The Kashmiris have always shown bravery, resilience and perseverance in the face of injustice and state brutality. They will resist Indian occupation till they achieve their political rights, guaranteed to them by the international community under UNSC resolutions.
Pakistan will continue to awaken the world conscience to the plight of the Kashmiris and remind the nations of the world that they owe it to the people of Kashmir and to the principles of the United Nations Charter to let the Kashmiris decide their future for themselves as enshrined in the UNSC resolutions. Because of its very weak case on the Kashmir valley, India terms it a bilateral dispute and avoids internationalizing the issue. From 1990 onwards, India has started a new propaganda that Kashmir is an issue of cross-border terrorism but there is no taker for this blatant lie.

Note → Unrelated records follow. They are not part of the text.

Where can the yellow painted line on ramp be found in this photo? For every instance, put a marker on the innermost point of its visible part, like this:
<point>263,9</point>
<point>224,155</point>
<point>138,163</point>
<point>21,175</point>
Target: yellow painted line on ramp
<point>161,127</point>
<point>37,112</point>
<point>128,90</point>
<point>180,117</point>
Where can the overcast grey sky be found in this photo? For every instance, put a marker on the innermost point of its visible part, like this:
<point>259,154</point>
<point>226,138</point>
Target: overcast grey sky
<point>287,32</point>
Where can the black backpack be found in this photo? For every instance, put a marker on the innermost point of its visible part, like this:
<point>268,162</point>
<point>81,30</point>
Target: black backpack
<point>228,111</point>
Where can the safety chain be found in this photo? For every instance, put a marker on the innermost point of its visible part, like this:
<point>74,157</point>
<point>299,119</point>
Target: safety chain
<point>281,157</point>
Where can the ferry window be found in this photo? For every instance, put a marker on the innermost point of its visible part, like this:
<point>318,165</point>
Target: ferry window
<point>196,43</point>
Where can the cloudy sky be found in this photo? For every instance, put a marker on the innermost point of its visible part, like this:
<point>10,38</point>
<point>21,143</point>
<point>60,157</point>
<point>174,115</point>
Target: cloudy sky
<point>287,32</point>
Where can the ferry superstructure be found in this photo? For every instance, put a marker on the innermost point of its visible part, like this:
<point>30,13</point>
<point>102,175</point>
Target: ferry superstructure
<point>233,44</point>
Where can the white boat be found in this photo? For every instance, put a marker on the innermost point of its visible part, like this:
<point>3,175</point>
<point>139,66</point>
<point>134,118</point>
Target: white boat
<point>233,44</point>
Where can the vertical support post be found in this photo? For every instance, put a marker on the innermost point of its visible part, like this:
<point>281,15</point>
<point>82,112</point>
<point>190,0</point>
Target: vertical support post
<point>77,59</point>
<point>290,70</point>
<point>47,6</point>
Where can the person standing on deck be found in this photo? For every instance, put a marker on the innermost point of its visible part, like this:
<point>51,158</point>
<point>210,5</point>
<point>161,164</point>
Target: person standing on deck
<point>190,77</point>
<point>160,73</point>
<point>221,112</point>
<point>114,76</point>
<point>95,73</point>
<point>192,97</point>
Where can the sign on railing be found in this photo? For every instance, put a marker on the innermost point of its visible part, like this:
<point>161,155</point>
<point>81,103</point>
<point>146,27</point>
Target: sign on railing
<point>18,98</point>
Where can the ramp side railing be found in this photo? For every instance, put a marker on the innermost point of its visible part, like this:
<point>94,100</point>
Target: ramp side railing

No matter what, the Kashmir issue remains on the agenda of the United Nations. Recently, the United Nations General Assembly adopted with consensus a Pakistan-sponsored resolution, titled “Universal Realisation of the Right of the Peoples to Self-Determination”, which “unequivocally supports the right to self-determination for all peoples under subjugation, alien domination and foreign occupation”, including those of Indian-occupied Kashmir. According to a statement by the Foreign Office (FO), the adoption of the resolution with consensus provides the people of Indian-occupied Kashmir with a new hope in their just struggle for self-determination and freedom from oppression and occupation. The day is not far when the people of Kashmir will be free from the yoke of Indian occupation.